K.U: I haven’t really planned this career, if I would have there would be a few movies I wouldn’t have taken. I make my choices when I read a script, if I respond to the material, the characters and the situation. Or, if there is a good caliber of people involved, those are indications of something I might like to do.
What would be some of those films you may not have been in if you could go back? Maybe Doom?
K.U: Out of respect for the people and filmmakers I worked with, I’m not going to say what they are. It’s not easy, it begins as a leap of faith and will either turn out better or worse than you imagine.
RED must have been an amusing set, can you let me in on any (Bruce) Willis or (John) Malkovich shenanigans?
K.U: I had a great time working on that, loved John, loved Helen (Mirren). John’s quite an incredible character, he designs his own clothes, even does Opera’s. He was telling us this one story how he was once coming through US Customs, bringing back a selection of garments he had designed and made up as samples. The customs officer quizzically asked “What are these worth?” John looked at him and went “Well, that’s an existential question.” The customs officer looks blankly as John said, “I like these clothes, I designed them, they have a value to me, but if nobody buys them, they’re not worth S**T.” So the customs thought John was taking the p**s and confiscated the lot; nobody saw those clothes again.
On the hectic red carpet at Event Cinemas George Street, amidst screaming fans including fully costumed Trekkies, I briefly spoke to director JJ Abrams & star Chris Pine (Captain James T. Kirk).
I really want to ask you about Lost, not Star Wars, but I am told we have time for one question, Was creating a superior sequel important?JJ Abrams: Hi I’m JJ. (JJ signs an autograph for me, as I mention we are wearing matching glasses.) Well, I set out to entertain and excite, keep people happy and make the best possible science fiction story with a human element as possible.

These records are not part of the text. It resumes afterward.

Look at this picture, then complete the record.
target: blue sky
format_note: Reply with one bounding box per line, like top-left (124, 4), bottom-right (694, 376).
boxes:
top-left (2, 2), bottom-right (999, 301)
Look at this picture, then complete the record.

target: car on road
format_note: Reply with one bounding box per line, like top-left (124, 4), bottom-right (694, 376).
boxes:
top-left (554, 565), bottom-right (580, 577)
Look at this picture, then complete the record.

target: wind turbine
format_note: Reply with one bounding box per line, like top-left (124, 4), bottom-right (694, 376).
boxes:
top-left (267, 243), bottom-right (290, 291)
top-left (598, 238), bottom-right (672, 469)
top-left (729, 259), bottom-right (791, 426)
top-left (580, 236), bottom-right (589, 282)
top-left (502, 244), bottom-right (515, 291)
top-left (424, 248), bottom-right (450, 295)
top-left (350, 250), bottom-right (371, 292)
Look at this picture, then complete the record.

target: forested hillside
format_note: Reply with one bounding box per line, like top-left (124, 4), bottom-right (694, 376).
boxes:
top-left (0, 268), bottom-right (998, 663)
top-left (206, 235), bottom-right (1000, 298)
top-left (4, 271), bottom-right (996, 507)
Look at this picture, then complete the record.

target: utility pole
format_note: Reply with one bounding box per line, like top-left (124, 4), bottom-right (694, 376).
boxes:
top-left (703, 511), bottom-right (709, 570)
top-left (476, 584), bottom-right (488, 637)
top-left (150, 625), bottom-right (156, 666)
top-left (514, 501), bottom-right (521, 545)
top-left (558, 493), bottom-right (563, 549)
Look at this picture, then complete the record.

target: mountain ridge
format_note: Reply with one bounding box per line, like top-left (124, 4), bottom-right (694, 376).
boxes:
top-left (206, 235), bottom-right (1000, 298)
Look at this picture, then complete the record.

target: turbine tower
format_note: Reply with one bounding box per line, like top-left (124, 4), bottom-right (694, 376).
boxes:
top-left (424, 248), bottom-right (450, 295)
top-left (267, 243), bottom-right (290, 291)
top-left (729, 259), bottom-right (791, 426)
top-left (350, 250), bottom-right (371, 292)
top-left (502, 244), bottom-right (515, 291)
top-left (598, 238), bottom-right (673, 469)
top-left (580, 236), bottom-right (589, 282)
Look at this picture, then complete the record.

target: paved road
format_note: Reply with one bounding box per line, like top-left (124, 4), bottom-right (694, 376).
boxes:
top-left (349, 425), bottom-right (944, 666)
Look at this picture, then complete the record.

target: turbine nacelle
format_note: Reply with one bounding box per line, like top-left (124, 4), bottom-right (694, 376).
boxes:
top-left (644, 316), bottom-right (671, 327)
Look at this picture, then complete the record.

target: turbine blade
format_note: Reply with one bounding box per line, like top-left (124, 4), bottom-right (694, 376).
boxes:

As Abrams walks away, shaking my hand, I say: Your early comedy writing, especially Taking Care of Business was hilarious, do you ever want to revisit that kind of non-special effects film again?
JJ Abrams: It’s possible one day. Thank you very much.
Meanwhile, Zachary Quinto (Spock) rushes past skipping up the red carpet on a mission saying to us “I’ll be back.” He didn’t.
Amidst a massive of screams, a bearded Chris Pine comes over for a chat.
I know a lot of people who may only see this film only because you’re in it, not so much Star Trek or sci-fi fans, simply admirers of your work.
Chris Pine: First of all, there is a big knock against science fiction that it’s a geeky realm where some people think they are too cool to go. But you think about Transformers, Batman, Green Lantern or whatever, it’s all science fiction and other worldly. This movie is really an action thriller where much of it takes place on Earth. The situations that these characters go through are very real in various aspects, the terrorism they encounter is similar to what we face today for real. It may have space ships and be a future world, but the things they deal with are very current, very real, very here and now.
In the movie you say “Respect the chair!” So how does Kirk mature in this film and how hard was it off the set not to give out that major secret in the film?
Chris Pine: Nice question. Kirk’s journey is huge in this one; he goes from that kind of kid we know from the first film, who was a brash, a young punk having a great old time Captain-ing the ship to realising how real, scary, vulnerable that position is.
At the time he didn’t know he was a good leader or what his strengths were, he was finding himself in this quicksand of self-doubt that was really scary for him. I think he works himself out of it in this one. Keeping the secret was easy, we had a great time in JJ’s camp, we are absolutely part of the cult, if JJ wants to hide things from fans to make the experience going to the film THAT MUCH MORE exciting, I’m all for it.
Your relationship with Bones is a winner again; it has also developed.
Chris Pine: (Laughing, shaking my hand, taking a small step towards me) I love me some Karl Urban man, a great guy.
Star Trek Into Darkness hits theaters in 2D, 3D and IMAX on May 10, 2013!